Niente rivoluzioni, ma interventi chirurgici. La Cremonese chiude il calciomercato invernale seguendo una linea coerente con il lavoro avviato a inizio stagione: pochi colpi, mirati, pensati per sostenere un progetto tattico già ben definito e per rafforzare una squadra che ha mostrato segnali incoraggianti, pur senza potersi ancora considerare al riparo nella corsa salvezza.

Il club grigiorosso ha scelto di puntellare i reparti chiave, consegnando a Davide Nicola una rosa più solida, esperta e funzionale alle sue idee di calcio.

L’addio a Vazquez: talento perso, ma equilibrio ritrovato

Tra le operazioni in uscita, spicca inevitabilmente quella di Franco Vázquez. Il calcio italiano perde un giocatore di fantasia pura, capace di accendere le partite con una giocata fuori copione. Un’uscita che dispiace sul piano estetico, ma che va letta anche alla luce di una realtà tecnica: il “Mudo” non era più riuscito a riconquistare stabilmente una maglia da titolare dopo il ritorno in Serie A.

La Cremonese ha così scelto di sacrificare qualità estrosa per rafforzare equilibrio e affidabilità, due concetti chiave nella gestione di Nicola.

Luperto, il tassello che completa la difesa

Il colpo più significativo, anche se arrivato per ultimo, è quello di Sebastiano Luperto. Il difensore ritrova Nicola e si candida immediatamente a diventare un perno della retroguardia. Conoscenza del sistema, solidità nei duelli e leadership sono le doti che lo rendono un rinforzo praticamente pronto all’uso.

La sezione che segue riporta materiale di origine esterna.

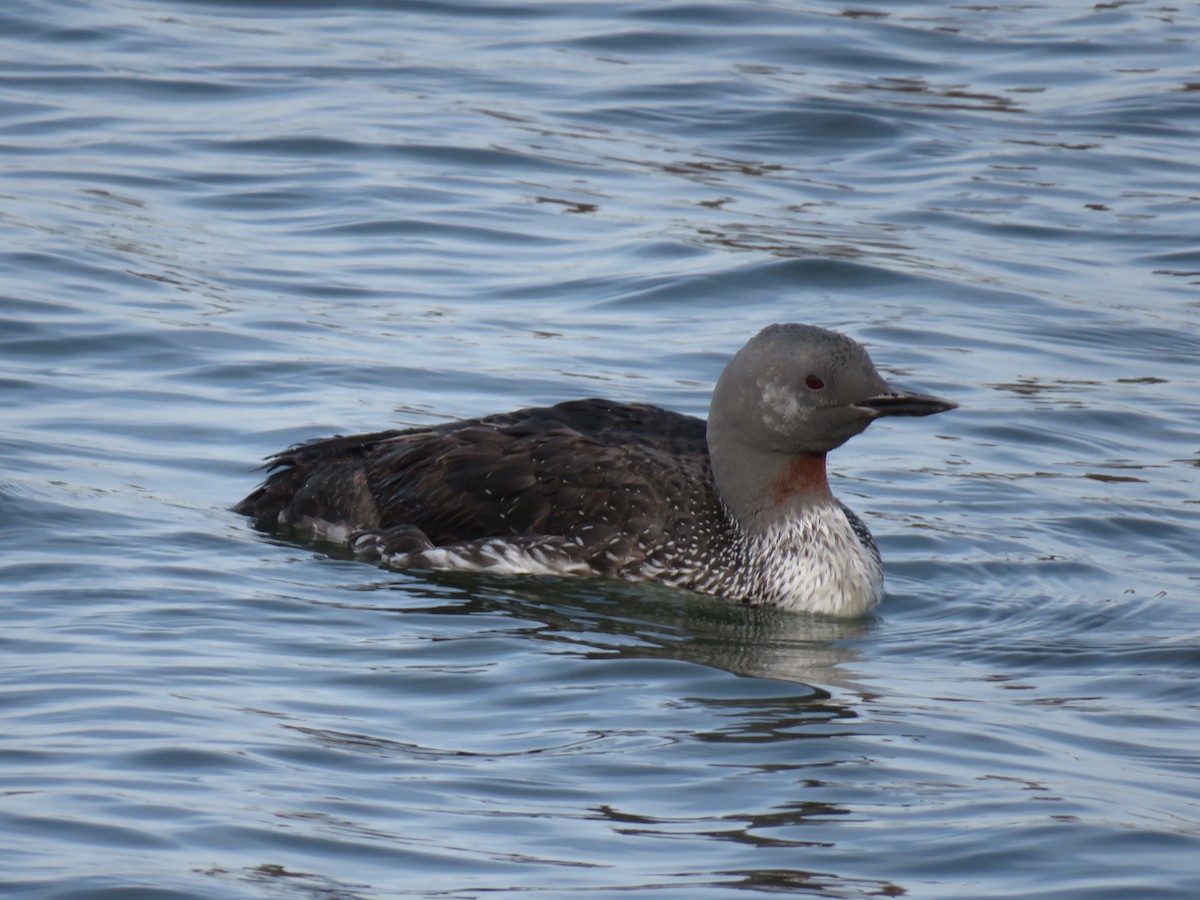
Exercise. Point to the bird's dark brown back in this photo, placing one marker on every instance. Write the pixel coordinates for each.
(589, 463)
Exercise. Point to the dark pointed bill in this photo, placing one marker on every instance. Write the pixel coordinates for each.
(900, 402)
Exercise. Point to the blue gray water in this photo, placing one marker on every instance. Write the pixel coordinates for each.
(229, 226)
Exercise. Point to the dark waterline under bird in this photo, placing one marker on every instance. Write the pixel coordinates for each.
(737, 507)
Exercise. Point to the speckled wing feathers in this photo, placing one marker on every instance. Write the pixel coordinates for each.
(604, 475)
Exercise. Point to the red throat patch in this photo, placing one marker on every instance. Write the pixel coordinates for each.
(802, 475)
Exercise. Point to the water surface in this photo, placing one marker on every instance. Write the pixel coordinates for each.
(232, 226)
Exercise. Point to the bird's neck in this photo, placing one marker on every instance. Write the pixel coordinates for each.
(761, 487)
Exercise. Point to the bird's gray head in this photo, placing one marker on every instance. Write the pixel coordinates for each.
(801, 389)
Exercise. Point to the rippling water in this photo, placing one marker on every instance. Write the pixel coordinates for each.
(231, 226)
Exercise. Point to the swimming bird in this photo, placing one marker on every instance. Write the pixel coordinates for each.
(737, 507)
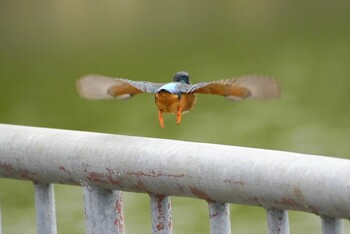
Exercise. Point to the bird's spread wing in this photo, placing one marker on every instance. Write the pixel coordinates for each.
(236, 89)
(102, 87)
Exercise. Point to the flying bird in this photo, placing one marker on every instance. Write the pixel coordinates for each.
(178, 96)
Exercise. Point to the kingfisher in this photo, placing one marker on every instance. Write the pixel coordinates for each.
(179, 96)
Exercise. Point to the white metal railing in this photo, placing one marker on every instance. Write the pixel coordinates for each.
(105, 164)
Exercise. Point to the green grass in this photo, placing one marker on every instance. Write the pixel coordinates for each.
(45, 47)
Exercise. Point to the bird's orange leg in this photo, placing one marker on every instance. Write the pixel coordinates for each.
(161, 119)
(178, 115)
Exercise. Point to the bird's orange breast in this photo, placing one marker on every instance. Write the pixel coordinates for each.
(172, 103)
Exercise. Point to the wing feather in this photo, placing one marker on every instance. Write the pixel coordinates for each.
(253, 87)
(102, 87)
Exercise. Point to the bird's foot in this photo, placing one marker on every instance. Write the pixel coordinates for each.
(161, 119)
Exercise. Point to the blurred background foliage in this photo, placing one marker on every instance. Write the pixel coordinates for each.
(46, 45)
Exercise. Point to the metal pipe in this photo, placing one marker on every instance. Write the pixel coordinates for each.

Un acquisto che non cambia l’assetto difensivo, ma ne alza il livello di affidabilità, soprattutto nelle partite più fisiche.

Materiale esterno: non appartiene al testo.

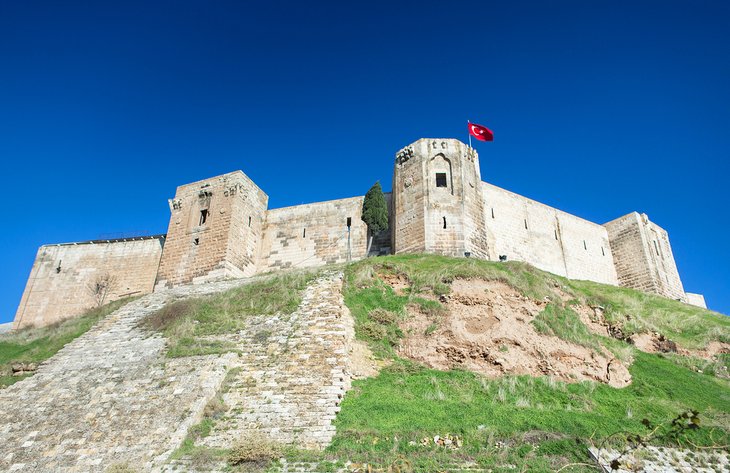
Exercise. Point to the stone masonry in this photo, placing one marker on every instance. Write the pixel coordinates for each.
(112, 397)
(221, 227)
(61, 280)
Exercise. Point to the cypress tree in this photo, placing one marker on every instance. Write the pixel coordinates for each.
(375, 211)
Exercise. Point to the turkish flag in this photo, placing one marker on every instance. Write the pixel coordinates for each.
(482, 133)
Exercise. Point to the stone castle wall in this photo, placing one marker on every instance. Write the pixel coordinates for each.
(59, 284)
(215, 230)
(555, 241)
(437, 201)
(644, 258)
(313, 235)
(220, 227)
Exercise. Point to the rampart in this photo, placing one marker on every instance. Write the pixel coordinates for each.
(63, 278)
(221, 228)
(644, 258)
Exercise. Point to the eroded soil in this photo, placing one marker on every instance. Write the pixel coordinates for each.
(486, 328)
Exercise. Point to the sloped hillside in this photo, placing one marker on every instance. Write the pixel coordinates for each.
(399, 363)
(521, 370)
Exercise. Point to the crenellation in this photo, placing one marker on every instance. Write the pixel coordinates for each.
(222, 228)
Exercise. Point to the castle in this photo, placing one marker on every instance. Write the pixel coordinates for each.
(222, 228)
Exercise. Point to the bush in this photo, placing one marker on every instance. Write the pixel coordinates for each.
(172, 313)
(383, 317)
(251, 449)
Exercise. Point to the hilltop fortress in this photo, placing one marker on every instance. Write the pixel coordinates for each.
(222, 228)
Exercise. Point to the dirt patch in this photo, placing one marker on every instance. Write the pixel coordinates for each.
(398, 282)
(486, 328)
(362, 363)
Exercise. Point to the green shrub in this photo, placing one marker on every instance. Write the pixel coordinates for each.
(253, 449)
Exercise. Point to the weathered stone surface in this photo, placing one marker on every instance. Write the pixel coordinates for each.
(292, 372)
(59, 284)
(111, 397)
(221, 227)
(644, 258)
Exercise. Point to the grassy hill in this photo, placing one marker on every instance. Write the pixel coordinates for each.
(506, 423)
(521, 422)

Centrocampo rinforzato: sostanza e inserimenti

In mezzo al campo la Cremonese ha scelto la via della complementarità, inserendo due profili diversi ma funzionali. Morten Thorsby porta muscoli, corsa e una spiccata capacità di incidere nel gioco aereo, mentre Youssef Malehaggiunge dinamismo e intensità.

Due rinforzi che ampliano le rotazioni e permettono a Nicola di gestire meglio ritmo e aggressività, aspetti centrali nel suo calcio.

Davanti centimetri ed esperienza: Djuric cambia le opzioni

In attacco la scelta è stata altrettanto chiara: aggiungere peso specifico. L’arrivo di Milan Djuric introduce caratteristiche finora assenti, offrendo una soluzione diversa rispetto agli attaccanti già presenti in rosa.

Djuric va a insidiare Federico Bonazzoli e apre scenari interessanti per una coppia offensiva ad alto tasso di esperienza, potenzialmente completata da Jamie Vardy. Più fisicità, più alternative, maggiore capacità di adattarsi ai diversi contesti di partita.

Un mercato coerente con l’obiettivo salvezza

Alla fine, il bilancio è chiaro: la Cremonese non ha cambiato pelle, ma ha rafforzato la propria identità. Meno fantasia, forse, ma più struttura. Meno scommesse, più certezze. Una strategia che guarda al presente con realismo, senza rinunciare all’ambizione di costruire una salvezza solida e meritata.

Il campo dirà se queste scelte basteranno, ma una cosa è certa: il mercato invernale ha parlato la stessa lingua del progetto tecnico.